Зима длилась очень долго. Ей не было конца.
По утрам папа больше не пел свою печальную песню. В ясные дни он таскал сено. Иногда метель длилась всего два дня, а потом выдавались три или четыре ясных морозных дня, и пурга начиналась снова.
— Мы её переживём, — уверенно говорил папа. — У неё тоже уже осталось мало времени. Март близится к концу. Мы продержимся дольше, чем она.
— Пшеницы, слава Богу, нам хватит, — подхватывала мама. — Мы должны быть за это благодарны.
Кончился март. Начался апрель. Буря всё ещё не утихала. Теперь передышки продолжались дольше, но потом буря бушевала ещё сильнее. Всё ещё держался лютый мороз, было темно, и с утра до вечера надо было молоть пшеницу и скручивать сено.
Лора, казалось, совсем позабыла, что бывает лето, ей не верилось, что оно когда-нибудь снова настанет. Апрель подходил к концу.
— Нам хватит сена, Чарльз? — спросила мама.
— Да, благодаря Лоре, — ответил пап. — Если бы ты не помогла мне, Бочоночек, я бы не смог запасти столько сена. Оно бы давно уже кончилось.
Как давно они были — эти жаркие дни сенокоса! Похвала папы тоже казалась Лоре какой-то ненастоящей и далёкой. Настоящими были только вой пурги, скрип кофейной мельницы, лютый холод и сумерки, переходившие в новую ночь.
Папа и Лора держали над печкой застывшие и опухшие красные руки, а мама нарезала на ужин чёрный хлеб. Буря яростно ревела.
— Выше нос, Бочоночек, ей нас не одолеть! — бодро сказал папа.
— Ты и вправду так думаешь, папа? — вяло спросила Лора.
— Да, правда, — отвечал папа. — Когда-нибудь ей должен прийти конец, а нам нет. Мы ей не поддадимся!
Лора ощутила внутри какое-то тепло. Тепло было очень маленькое, но крепкое и ровное, как огонёк во тьме. Он едва теплился, но никакие ветры не могли его задуть, потому что он им не поддавался.
Девочки поели чёрствого хлеба, сквозь холодную тьму поднялись наверх и легли спать.

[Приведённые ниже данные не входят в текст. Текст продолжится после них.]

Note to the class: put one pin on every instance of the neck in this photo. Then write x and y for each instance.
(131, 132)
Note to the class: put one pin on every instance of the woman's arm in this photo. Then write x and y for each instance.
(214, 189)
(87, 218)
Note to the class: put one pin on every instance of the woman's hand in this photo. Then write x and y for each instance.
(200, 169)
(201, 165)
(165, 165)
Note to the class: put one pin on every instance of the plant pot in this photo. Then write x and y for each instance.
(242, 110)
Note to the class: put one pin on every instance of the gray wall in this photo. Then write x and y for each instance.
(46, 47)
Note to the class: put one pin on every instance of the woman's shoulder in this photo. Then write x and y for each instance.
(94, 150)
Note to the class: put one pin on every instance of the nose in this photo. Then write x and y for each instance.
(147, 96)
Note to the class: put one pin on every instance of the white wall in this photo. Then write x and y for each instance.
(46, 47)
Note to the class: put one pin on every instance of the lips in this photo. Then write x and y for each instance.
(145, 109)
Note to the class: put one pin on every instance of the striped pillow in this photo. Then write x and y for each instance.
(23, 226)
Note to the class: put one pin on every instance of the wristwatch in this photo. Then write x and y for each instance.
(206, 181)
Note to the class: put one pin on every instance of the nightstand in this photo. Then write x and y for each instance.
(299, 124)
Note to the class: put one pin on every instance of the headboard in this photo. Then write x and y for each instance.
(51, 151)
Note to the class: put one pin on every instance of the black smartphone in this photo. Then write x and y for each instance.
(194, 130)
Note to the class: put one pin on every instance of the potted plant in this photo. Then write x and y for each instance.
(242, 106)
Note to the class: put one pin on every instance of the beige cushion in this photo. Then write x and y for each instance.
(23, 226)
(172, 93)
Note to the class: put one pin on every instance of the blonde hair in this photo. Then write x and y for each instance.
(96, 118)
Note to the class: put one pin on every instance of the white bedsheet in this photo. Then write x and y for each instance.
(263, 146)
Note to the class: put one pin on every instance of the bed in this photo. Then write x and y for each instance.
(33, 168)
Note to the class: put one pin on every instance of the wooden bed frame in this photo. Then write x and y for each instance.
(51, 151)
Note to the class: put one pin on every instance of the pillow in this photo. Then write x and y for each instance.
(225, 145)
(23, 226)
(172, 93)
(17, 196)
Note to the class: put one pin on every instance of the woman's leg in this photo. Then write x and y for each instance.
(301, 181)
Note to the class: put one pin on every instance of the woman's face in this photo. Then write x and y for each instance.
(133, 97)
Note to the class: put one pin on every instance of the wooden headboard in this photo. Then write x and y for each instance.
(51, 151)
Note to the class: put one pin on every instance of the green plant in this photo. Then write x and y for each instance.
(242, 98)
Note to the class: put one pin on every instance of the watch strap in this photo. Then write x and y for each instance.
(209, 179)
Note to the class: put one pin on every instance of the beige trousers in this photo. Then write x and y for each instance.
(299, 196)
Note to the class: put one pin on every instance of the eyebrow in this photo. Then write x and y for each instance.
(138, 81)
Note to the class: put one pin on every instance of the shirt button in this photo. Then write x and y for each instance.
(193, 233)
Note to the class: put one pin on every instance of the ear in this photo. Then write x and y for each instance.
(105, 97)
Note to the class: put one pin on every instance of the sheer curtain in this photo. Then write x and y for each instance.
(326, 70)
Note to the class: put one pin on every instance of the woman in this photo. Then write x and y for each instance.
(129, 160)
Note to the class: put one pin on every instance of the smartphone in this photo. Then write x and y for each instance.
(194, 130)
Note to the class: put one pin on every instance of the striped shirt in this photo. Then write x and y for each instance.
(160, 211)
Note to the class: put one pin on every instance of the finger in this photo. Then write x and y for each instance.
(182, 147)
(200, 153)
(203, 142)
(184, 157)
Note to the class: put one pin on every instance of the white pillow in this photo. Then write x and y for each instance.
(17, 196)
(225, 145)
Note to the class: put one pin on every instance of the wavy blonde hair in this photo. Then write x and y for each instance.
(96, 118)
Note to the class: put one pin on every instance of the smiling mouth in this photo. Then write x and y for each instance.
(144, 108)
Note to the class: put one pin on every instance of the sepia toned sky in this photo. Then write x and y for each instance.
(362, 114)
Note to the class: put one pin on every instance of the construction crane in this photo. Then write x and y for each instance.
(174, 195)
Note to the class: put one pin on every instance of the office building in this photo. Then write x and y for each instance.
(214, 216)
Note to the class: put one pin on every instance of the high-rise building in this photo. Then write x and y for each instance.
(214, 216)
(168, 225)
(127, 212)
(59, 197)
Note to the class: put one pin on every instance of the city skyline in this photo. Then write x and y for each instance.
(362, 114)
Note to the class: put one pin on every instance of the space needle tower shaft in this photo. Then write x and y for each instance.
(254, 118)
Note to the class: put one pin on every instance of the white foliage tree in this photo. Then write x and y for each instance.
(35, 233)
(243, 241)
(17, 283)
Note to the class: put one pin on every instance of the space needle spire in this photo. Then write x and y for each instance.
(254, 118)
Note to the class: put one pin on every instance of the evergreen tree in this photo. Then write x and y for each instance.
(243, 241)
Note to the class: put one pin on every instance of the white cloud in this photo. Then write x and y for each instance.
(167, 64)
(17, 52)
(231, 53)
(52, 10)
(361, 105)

Дрожа в холодной постели, Мэри и Лора молча прочитали молитву, постепенно согрелись и уснули.
Временами Лора просыпалась и прислушивалась. Ветер всё ещё яростно дул, но вместо воя появился какой-то странный новый звук. Звук был слабый, неуверенный, и вначале она не могла понять, что это такое.
Она напрягла слух, высунула из-под одеяла ухо и вдруг почувствовала, что холод уже не щиплет ей щёку — тьма потеплела! Лора высунула наружу руку, и рука не замёрзла, а только ощутила прохладу. Слабый звук, который она услышала, был лёгкий стук водяных капель. С крыши капало!
Соскочив с кровати, Лора во весь голос закричала:
— Папа! Папа! Чинук дует!
— Я слышу, Лора, — ответил ей из соседней комнаты папа. — Весна пришла. Спи спокойно.
Подул Чинук. Пришла весна! Пурга утихла, её унесли обратно на север. Лора блаженно растянулась на постели, положила обе руки поверх одеяла, и они не замёрзли. Он слушала шум ветра, стук капель и знала, что в соседней комнате папа тоже не спит, слушает и радуется. Подул Чинук, ветер весны. Зима кончилась!
К утру снега почти не осталось. Замёрзшие окна оттаяли, на дворе потеплело.
Возвращаясь из хлева, папа весело насвистывал.
— Ну вот, девочки, мы наконец победили старуху зиму! — ликовал он. — И никто из нас не заблудился, не умер с голоду и не замёрз. А если даже и замёрз, то не очень. — Осторожно ощупав свой нос, он озабоченно сказал Грейс: — По-моему, он вырос. — Потом поглядел на себя в зеркало, подмигнул и добавил: — Он удлинился и покраснел.